The Peggle series (just three games old, amazingly) has never exactly been lacking in subtlety, but this latest sequel takes the concept of gratifying presentation to a whole new level.
It should surprise nobody that EA and Popcap’s auspicious franchise has its roots firmly planted in Japanese pachinko gambling, because your every success is accompanied by an audiovisual fanfare which is, to be blunt, utterly insane.
Peggle 2 – Ode To Joy
Vibrant rainbows and fireworks explode from every corner of the screen, accompanied by the (almost violent) final crescendo of songs like Beethoven’s Ode to Joy and Peer Gynt’s In the Hall of the Mountain King. Your cannon fires loud bullets at nothing, unfeasibly large numbers multiply at speed, and (during the opening level tier, at least) the madness is exacerbated via the sight of a head-banging unicorn.

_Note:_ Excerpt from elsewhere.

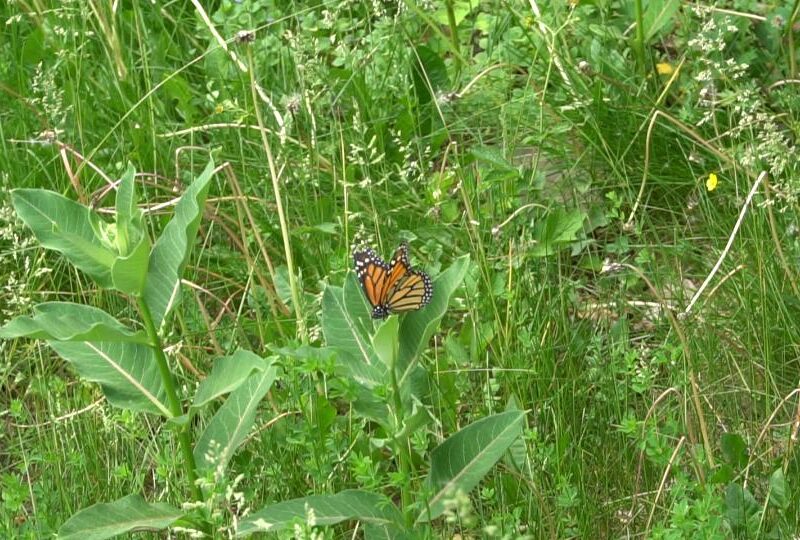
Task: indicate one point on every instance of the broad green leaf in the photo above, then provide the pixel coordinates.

Thankfully that boisterous chaos isn’t followed by a request for you to insert coins – at least, not yet – and it’s just as well, because Peggle 2 is even more polished and feverishly compelling than its duo of predecessors.

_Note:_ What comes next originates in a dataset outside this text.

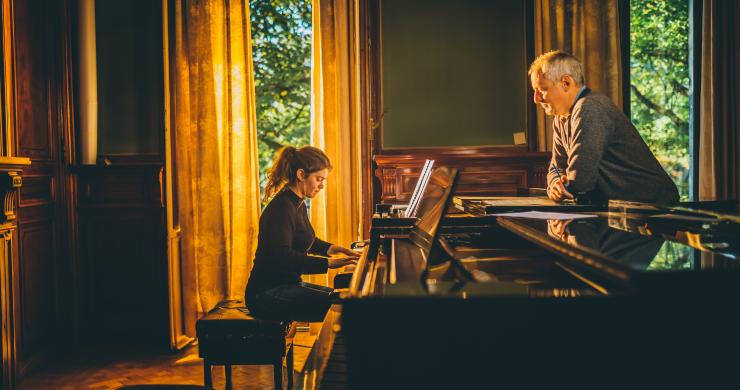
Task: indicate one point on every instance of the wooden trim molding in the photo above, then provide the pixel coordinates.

An intense game of skill made palatable by the sheer prevalence of blind luck, it’s the kind of thing that anybody can pick up and immediately understand, but with a fearsome depth that’ll tantalise even the most hardcore of gamers.
Peggle 2 – How It Works
For the uninitiated Peggle is essentially tenpin bowling, only you fire your digital marble from the top of the playing area instead of the bottom, and there are often hundreds of p§ins (or pegs) instead of just ten.

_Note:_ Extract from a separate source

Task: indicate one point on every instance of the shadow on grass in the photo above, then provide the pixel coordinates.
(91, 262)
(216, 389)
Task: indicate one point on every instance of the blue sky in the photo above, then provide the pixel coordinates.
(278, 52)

You can use two power-ups per level – which brings an important element of strategy to the table – and you can nullify lost balls by catching them in the oblong chamber that’s permanently on the move at the bottom of the screen.
Levels are still sectioned off into large groups, each one governed over by a different “Master”. First up is Bjorn, the aforementioned unicorn who has basically become Peggle’s unofficial mascot, and who still gifts you with the game’s least interesting power-up: an adaptable guide waypoint. The rest of the gang are all new to the series.
This includes Jeff, a drunken troll who repeatedly reels off quotes from The Big Lebowski before allowing you to use his powerful, path-clearing boulder attack. Ballet dancing yeti Berg is able to loosen pegs with his icy breath for one turn (meaning that all knocked pegs then cause collateral damage) and is prone to mooning you when he gets excited. Meanwhile Gnorman is an elf who deploys an electrified proximity charge, and Luna is a wide-eyed ghost who can trigger “Nightshade” which renders those pesky blue pegs totally transparent.
The campaign is comprised of a more-than-generous haul of 60 levels – flanked by an additional batch of 60 “Trials” – and as you’d expect the difficulty escalates rather perfectly.
Peggle 2 – The Review
Testing your aim and knowledge of basic physics is great fun for twenty or so levels, but before long everything in the play zone starts to move, and fine-tuning your sense of timing becomes even more important than accurately nailing your targets every time.
Those “Trials” aren’t mere tutorials either: they’re devious mini-games that force (often very harsh) strictures upon you, and series veterans are going to be in absolute heaven.
At first you’re asked to do things like beat specific high scores, but those tasks quickly give way to brutal skill-shot challenges and runs where you have to clear large sections using nothing but long shots. A breeze they aren’t.
At the time of writing the game’s (apparently quite substantial) multiplayer component isn’t yet online, and the single-player is occasionally prone to the same irritating dashboard crashes as the current version of Battlefield 4. Two instances in five hours isn’t unforgivable, but it’s extremely unwelcome.
Nevertheless, Peggle 2 is about as good as expected, and that’s plenty good enough.